Crypto Clarity Bill’s urgency has intensified after Scott Bessent urged lawmakers to quickly pass the proposed market structure legislation this spring. He reportedly said that clearer rules under the Clarity bill would “give great comfort to the market” and encouraged Congress to move the proposal to the president’s desk without delay.
His comments came as Bitcoin dropped more than 29% in the past month, a fall he partly attributed to internal resistance within the crypto industry toward regulation. According to him, uncertainty has shaken investor confidence at a time when the market is already emotionally fragile.

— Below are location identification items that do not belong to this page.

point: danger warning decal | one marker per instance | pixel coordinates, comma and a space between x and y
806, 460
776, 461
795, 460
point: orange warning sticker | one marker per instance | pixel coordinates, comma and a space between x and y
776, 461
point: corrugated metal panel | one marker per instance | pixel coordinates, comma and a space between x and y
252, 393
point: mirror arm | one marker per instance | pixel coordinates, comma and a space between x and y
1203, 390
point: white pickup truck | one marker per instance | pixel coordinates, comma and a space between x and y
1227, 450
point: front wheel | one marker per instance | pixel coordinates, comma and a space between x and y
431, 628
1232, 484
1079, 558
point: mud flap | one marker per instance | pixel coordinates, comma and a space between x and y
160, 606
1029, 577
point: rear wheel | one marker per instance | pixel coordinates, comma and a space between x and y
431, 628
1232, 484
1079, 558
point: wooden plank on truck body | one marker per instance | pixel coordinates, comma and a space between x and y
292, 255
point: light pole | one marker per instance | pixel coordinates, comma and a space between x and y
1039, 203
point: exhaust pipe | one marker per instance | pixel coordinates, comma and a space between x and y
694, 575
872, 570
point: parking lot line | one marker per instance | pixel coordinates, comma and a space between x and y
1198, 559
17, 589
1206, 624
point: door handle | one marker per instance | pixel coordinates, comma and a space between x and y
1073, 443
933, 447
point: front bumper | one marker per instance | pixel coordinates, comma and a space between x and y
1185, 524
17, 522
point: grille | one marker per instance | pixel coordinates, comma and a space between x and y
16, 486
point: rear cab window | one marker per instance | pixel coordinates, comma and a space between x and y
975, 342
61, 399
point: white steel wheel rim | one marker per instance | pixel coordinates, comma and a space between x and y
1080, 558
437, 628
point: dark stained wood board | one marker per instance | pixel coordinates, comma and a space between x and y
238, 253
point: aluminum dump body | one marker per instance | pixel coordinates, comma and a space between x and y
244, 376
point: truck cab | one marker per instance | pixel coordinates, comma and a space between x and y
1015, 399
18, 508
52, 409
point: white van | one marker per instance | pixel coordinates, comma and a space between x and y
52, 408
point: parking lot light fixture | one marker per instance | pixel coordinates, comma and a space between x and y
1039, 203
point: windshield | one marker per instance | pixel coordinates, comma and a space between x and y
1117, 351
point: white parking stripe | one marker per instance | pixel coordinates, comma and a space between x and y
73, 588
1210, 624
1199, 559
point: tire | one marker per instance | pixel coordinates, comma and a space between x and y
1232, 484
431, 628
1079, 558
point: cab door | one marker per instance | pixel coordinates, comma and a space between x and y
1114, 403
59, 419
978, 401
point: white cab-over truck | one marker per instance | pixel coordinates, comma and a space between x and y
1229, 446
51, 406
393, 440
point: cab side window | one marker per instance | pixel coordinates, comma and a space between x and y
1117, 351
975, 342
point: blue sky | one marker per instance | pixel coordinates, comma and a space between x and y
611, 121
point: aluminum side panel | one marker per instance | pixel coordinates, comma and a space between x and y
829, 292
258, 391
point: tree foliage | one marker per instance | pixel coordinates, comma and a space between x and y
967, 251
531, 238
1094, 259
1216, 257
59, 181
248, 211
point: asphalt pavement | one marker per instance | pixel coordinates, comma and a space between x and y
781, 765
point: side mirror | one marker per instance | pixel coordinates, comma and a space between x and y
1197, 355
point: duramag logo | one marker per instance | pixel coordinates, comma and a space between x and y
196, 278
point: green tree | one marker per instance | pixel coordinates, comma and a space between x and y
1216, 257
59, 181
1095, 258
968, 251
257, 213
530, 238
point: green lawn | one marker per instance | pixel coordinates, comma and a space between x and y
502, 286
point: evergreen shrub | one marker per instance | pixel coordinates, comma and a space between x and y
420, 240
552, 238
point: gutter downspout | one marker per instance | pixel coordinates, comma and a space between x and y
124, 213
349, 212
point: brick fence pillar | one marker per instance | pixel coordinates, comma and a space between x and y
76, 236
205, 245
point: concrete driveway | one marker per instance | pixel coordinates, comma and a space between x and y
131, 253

Crypto Clarity Bill Urgency Deepens Amid Industry Divisions
Bessent reportedly explained that while some Democrats were willing to cooperate with Republicans to advance a crypto market structure bill, certain crypto firms had obstructed progress. He suggested that this opposition had not benefited the broader digital asset community. His tone was said to be calmer than in earlier remarks, when he described dissenting companies as “recalcitrant actors” and argued that firms unwilling to operate under regulation could relocate abroad.

Meanwhile, Coinbase withdrew its backing of the bill due to provisions limiting stablecoin yield offerings to retail customers. Its chief executive, Brian Armstrong, reportedly stated that the company would rather see no legislation than accept a flawed version. Bessent also warned that the upcoming midterm elections could disrupt negotiations if congressional control shifts. He further claimed that policies under the previous administration nearly triggered an “extinction event” for parts of the sector. As it stands, prediction platform Polymarket currently estimates a 62% chance that the Clarity Act becomes law by the end of 2026.
Gold Rally vs Bitcoin: Fear Shapes Investor Behavior
At the moment, market emotion has intensified as gold surged above $5,000 per ounce. Bitwise Chief Investment Officer Matt Hougan reportedly said that rising demand for assets outside government control, combined with fading regulatory clarity, marked a decisive moment for crypto markets. He added that geopolitical tensions, internal divisions at the Federal Reserve, and a US naval deployment toward Iran had pushed investors toward traditional safe havens.
Hougan reportedly observed that the current flight to safety had bypassed Bitcoin in favor of tangible commodities. He explained that until geopolitical uncertainty declines or liquidity conditions improve, Bitcoin may remain perceived as a high-risk asset in a world seeking protection.